If the only question involved in this case were the applicability to prosecutions in State courts, in situations like the present, of § 605 of the Federal Communications Act, 47 U.S. C. § 605, as construed in the two Nardone cases, 302 U.S. 379; 308 U.S. 338, I would join in the opinion of the Court. I agree with the views on this subject expressed by MR. JUSTICE MINTON.
The matter is complicated, however, by a Texas statute (Art. 727a, Vernon's Code of Criminal Procedure (1948)) which renders inadmissible in criminal trials evidence obtained in violation of any provision "of the Constitution of the United States." If this limitation means, according to Texas law, that the State court is to construe what is or is not a violation under the United States Constitution, it does not raise a federal question. But if the Texas legislation means that the Texas courts are bound by what this Court deems a violation of the United States Constitution, the problem is, or might be, different. See State Tax Commission v. Van Cott, 306 U.S. 511. While, on the latter assumption, the circumstances attending the evidence that was admitted here would, in my view, render it inadmissible in a federal prosecution, see my dissent in On Lee v.
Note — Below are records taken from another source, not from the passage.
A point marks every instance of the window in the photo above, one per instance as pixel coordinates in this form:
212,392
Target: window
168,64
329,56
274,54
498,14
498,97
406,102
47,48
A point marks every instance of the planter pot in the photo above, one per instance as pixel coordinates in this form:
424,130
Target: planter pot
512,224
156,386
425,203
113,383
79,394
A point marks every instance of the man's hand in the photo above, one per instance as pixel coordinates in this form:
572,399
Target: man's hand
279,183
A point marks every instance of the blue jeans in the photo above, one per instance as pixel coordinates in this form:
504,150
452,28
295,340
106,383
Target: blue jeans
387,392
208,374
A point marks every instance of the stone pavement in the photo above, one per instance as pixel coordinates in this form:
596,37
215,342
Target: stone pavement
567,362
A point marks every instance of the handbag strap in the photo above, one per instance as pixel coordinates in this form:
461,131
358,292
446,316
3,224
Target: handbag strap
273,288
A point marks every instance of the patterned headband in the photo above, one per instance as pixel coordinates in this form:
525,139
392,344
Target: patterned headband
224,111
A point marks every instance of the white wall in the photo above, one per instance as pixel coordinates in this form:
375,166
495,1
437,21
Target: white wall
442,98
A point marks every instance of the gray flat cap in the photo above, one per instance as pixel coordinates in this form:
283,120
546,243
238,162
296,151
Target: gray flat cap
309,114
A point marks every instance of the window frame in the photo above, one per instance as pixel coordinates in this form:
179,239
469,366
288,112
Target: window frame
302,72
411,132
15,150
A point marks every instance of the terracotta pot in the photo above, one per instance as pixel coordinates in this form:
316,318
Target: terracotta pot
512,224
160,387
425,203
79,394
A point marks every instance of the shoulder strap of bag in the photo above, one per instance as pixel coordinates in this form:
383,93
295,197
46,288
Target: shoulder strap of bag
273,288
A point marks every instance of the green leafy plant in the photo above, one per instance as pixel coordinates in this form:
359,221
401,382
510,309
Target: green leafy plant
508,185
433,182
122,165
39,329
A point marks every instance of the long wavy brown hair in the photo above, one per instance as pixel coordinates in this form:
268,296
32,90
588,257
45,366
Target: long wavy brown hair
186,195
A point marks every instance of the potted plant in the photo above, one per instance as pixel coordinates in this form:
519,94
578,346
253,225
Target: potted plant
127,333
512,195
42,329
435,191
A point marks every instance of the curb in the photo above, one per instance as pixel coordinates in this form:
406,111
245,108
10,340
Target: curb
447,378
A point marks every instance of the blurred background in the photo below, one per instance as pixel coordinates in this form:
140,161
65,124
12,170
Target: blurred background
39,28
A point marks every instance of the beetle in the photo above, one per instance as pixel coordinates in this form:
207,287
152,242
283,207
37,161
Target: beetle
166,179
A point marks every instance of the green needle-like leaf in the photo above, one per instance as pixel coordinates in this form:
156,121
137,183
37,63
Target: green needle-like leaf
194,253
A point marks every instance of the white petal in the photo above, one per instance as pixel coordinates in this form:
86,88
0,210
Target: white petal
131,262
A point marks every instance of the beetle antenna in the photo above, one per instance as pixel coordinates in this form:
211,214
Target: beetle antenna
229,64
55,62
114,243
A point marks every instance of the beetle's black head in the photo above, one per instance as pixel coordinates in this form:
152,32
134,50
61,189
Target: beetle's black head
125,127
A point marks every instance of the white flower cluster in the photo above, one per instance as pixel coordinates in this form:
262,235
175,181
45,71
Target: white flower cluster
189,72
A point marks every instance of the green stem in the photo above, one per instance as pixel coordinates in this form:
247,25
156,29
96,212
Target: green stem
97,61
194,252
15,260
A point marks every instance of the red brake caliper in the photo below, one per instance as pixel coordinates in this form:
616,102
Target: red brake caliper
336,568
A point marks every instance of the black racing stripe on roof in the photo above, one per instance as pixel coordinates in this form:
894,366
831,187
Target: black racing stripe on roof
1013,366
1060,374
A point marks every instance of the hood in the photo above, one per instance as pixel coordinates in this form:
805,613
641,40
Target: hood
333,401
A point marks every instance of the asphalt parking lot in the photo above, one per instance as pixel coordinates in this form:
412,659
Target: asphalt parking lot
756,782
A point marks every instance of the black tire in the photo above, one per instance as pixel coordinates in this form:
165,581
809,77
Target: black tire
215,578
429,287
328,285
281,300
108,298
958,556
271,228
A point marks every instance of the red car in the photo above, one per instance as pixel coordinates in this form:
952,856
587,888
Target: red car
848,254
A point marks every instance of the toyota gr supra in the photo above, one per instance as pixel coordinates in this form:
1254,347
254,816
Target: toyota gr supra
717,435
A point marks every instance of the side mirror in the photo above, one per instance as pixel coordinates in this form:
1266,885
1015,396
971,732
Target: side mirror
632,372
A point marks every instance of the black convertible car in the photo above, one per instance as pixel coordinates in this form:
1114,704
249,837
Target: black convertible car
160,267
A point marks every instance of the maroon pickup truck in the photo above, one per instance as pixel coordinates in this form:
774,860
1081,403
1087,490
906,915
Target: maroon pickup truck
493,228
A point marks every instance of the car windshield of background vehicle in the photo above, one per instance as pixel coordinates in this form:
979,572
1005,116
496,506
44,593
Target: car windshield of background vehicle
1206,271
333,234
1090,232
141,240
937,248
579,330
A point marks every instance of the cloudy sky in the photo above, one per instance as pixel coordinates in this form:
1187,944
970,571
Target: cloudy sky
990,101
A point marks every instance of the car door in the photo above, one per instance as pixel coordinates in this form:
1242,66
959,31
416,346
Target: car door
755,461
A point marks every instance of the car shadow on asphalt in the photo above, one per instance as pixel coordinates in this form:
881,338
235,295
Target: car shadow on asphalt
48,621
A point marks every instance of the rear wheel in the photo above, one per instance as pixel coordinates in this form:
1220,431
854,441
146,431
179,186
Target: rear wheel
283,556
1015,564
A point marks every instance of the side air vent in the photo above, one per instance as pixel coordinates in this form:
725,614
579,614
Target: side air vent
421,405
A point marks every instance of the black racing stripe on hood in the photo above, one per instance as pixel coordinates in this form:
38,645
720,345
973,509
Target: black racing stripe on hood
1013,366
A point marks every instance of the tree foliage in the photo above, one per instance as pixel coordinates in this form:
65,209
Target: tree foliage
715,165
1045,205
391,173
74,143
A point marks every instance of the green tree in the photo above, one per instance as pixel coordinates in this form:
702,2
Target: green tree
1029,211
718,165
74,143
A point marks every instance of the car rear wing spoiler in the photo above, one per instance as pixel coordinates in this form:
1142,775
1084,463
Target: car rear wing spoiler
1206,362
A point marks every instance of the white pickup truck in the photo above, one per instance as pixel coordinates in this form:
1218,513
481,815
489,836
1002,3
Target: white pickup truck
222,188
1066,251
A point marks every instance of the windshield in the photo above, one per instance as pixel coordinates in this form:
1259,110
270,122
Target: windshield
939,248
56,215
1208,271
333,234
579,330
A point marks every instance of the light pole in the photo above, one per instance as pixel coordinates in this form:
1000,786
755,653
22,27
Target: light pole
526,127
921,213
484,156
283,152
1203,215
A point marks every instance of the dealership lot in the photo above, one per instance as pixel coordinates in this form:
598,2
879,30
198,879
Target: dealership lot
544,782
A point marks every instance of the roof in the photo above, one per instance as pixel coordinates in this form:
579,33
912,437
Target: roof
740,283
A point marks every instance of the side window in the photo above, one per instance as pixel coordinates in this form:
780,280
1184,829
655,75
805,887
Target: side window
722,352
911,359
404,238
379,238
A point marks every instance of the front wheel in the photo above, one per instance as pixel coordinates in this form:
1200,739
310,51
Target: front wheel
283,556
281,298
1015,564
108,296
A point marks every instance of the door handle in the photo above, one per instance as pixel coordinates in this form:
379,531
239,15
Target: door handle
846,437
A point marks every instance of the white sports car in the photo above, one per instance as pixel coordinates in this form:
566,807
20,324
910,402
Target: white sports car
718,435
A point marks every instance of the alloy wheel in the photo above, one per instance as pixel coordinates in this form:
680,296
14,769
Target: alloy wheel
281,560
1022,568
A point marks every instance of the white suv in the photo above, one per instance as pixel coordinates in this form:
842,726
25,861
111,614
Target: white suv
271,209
United States, 343 U.S. 747, 758, the decision of this Court was to the contrary. Therefore the Texas court was in duty bound to follow that decision and to reach the result it reached even if it felt constrained, as apparently it did, to be governed *205 by the views of this Court as to what constitutes a violation of the United States Constitution. I cannot say that the Texas court should have followed my minority views, to which I adhere, on this constitutional question, and disregarded the Court's authority.
MR. JUSTICE DOUGLAS, dissenting.
Since, in my view (as indicated in my dissent in On Lee v. United States, 343 U.S. 747, 762), this wire tapping was a search that violated the Fourth Amendment, the evidence obtained by it should have been excluded. The question whether the Fourth Amendment is applicable to the states (see Wolf v. Colorado, 338 U.S. 25) probably need not be reached, because a Texas statute has excluded evidence obtained in violation of the Federal Constitution. Therefore I would reverse the judgment. It is true that the prior decisions of the Court point to affirmance. But those decisions reflect constructions of the Constitution which I think are erroneous. They impinge severely on the liberty of the individual and give the police the right to intrude into the privacy of any life. The practices they sanction have today acquired a momentum that is so ominous I cannot remain silent and bow to the precedents that sanction them.
NOTES
[1]  48 Stat. 1064, 47 U.S. C. § 151 et seq.
[2]  Tex. Laws 1925, c. 49, § 1.
[3]  Vernon's Tex. Stat., 1948, Code Crim. Proc., Art. 727a.